他にも色々と条件はあるけど、人間と交わった時点で、ワタシたちは身も心も、彼らと同じ生き物になる。」
「"子種だけ仕込んで海に帰る"───は、端から無理な相談だったわけか。」
「生存を選ぶなら尊厳を、尊厳を選ぶなら生存を。
どちらかを選ぶということは、どちらかを捨てるということでもある。
人間として生き永らえる道を選ぶなら、ワタシたちは、人魚としては死ななければならない運命なのよ。」
「……どうしてお前が海を離れたのか、読めてきたよ。」
「………。
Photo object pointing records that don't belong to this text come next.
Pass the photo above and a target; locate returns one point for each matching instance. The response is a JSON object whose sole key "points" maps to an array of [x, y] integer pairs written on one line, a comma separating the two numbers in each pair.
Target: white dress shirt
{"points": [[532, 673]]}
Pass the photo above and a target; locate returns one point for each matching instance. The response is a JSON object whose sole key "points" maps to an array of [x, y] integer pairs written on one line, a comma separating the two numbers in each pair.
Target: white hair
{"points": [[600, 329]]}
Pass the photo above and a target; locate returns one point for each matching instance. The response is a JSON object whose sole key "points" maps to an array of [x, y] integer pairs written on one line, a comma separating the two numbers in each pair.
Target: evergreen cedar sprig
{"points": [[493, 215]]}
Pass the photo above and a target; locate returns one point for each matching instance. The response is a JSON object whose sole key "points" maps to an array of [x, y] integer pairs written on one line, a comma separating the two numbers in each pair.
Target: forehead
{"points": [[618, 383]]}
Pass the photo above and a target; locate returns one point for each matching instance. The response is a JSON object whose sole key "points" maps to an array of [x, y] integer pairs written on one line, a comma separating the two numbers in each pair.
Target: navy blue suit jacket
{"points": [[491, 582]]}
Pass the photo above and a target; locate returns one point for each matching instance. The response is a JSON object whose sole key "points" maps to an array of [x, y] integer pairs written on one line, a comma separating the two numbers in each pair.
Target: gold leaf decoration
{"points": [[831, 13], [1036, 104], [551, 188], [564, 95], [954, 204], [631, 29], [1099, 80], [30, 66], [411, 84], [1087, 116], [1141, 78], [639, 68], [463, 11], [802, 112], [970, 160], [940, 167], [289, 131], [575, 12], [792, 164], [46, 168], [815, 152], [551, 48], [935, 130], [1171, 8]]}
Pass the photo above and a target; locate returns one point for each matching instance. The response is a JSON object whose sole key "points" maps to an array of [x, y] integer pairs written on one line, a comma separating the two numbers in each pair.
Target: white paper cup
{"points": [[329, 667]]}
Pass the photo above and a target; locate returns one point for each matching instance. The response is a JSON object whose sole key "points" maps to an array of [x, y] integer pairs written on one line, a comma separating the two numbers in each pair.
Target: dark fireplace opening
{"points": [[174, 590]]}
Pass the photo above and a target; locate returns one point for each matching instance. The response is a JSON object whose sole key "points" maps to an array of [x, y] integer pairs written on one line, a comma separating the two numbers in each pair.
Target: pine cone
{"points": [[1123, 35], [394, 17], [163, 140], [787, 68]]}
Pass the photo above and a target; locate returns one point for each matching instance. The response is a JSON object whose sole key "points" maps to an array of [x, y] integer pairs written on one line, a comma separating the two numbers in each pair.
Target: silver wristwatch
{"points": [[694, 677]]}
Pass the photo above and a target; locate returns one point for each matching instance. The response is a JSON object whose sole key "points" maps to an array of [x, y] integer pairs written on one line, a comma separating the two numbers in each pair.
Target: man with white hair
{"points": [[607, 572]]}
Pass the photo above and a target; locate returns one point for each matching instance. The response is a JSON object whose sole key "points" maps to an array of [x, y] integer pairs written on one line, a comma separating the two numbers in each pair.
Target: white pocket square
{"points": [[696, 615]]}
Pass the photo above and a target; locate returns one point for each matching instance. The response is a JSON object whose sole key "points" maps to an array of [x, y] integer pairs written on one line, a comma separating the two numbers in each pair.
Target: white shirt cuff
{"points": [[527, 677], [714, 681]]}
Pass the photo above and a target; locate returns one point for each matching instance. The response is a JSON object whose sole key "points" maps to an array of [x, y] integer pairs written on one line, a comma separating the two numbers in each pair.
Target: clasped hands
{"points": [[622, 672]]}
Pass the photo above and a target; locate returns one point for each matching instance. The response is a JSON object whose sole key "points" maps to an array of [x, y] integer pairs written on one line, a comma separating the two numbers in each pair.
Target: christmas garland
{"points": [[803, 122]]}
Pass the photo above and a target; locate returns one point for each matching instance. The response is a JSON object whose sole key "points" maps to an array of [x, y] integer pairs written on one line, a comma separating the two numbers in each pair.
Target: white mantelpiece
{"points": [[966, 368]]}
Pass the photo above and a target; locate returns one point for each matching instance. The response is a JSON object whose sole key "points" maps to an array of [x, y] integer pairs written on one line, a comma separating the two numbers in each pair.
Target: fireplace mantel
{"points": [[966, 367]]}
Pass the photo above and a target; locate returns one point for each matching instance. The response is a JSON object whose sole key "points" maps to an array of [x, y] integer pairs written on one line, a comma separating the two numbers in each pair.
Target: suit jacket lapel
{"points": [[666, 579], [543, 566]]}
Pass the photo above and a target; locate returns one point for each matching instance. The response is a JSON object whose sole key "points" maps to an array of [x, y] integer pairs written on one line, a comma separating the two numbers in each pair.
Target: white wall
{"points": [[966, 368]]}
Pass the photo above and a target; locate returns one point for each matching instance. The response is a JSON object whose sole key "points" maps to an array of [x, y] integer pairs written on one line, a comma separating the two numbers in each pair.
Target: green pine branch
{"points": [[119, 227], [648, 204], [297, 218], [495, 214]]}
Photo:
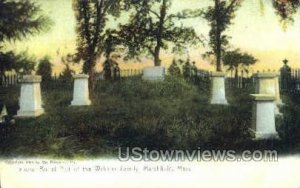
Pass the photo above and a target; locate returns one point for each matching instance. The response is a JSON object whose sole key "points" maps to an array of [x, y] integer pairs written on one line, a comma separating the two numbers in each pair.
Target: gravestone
{"points": [[30, 99], [268, 83], [218, 95], [285, 77], [81, 90], [156, 73], [263, 118]]}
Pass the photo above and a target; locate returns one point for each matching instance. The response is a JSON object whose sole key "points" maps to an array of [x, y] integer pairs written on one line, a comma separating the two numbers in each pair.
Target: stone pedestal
{"points": [[268, 83], [263, 118], [218, 95], [154, 73], [81, 91], [30, 99]]}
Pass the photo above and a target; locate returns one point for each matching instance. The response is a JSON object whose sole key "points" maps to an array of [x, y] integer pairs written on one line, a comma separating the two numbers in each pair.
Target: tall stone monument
{"points": [[30, 99], [218, 95], [268, 83], [263, 118], [81, 90]]}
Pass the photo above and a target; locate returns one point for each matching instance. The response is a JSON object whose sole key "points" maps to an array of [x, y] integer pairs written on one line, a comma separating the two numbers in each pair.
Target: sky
{"points": [[256, 29]]}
」
シルルーはある意味で、一般的な人魚とメロウ、両方の側面を有していると言える。
平素はメロウ同様に人間を遇しているが、繁殖のためには人間に牙を剝かざるを得ないからだ。
というのも、シルルーには男性の個体がいない。
シルルーがシルルーの子を産むためには、人間の男を海に引きずり込み、一方的に子種を搾取する。
あるいは、陸に上がって人間の女となり、人間の男と交わるしかない。
いつしか人間の男は、相互理解の可否を基準に、シルルーとメロウを区別するようになった。
シルルーもシルルーで、本心では人間と仲良くなりたいと願いつつも、付かず離れずの距離感を意識するようになった。
「もしかしたら、これが、シルルー最後の言葉になるかもしれない。
乗りかかった船と思って、ワタシの話、聴いてくれるかしら?」
メロウによく似た、ユタの一族。
シルルー。天衣無縫も孤立主義、陰陽あわせ持つ人魚。
一宿一飯の恩義があるからか、アドアストラに心を開いたのか。
日に日に、ユタは自らを語るようになっていった。
最初はただの人魚として、シルルーの一族として。
最後には、ユタという一個体、自分自身の生い立ちについてを。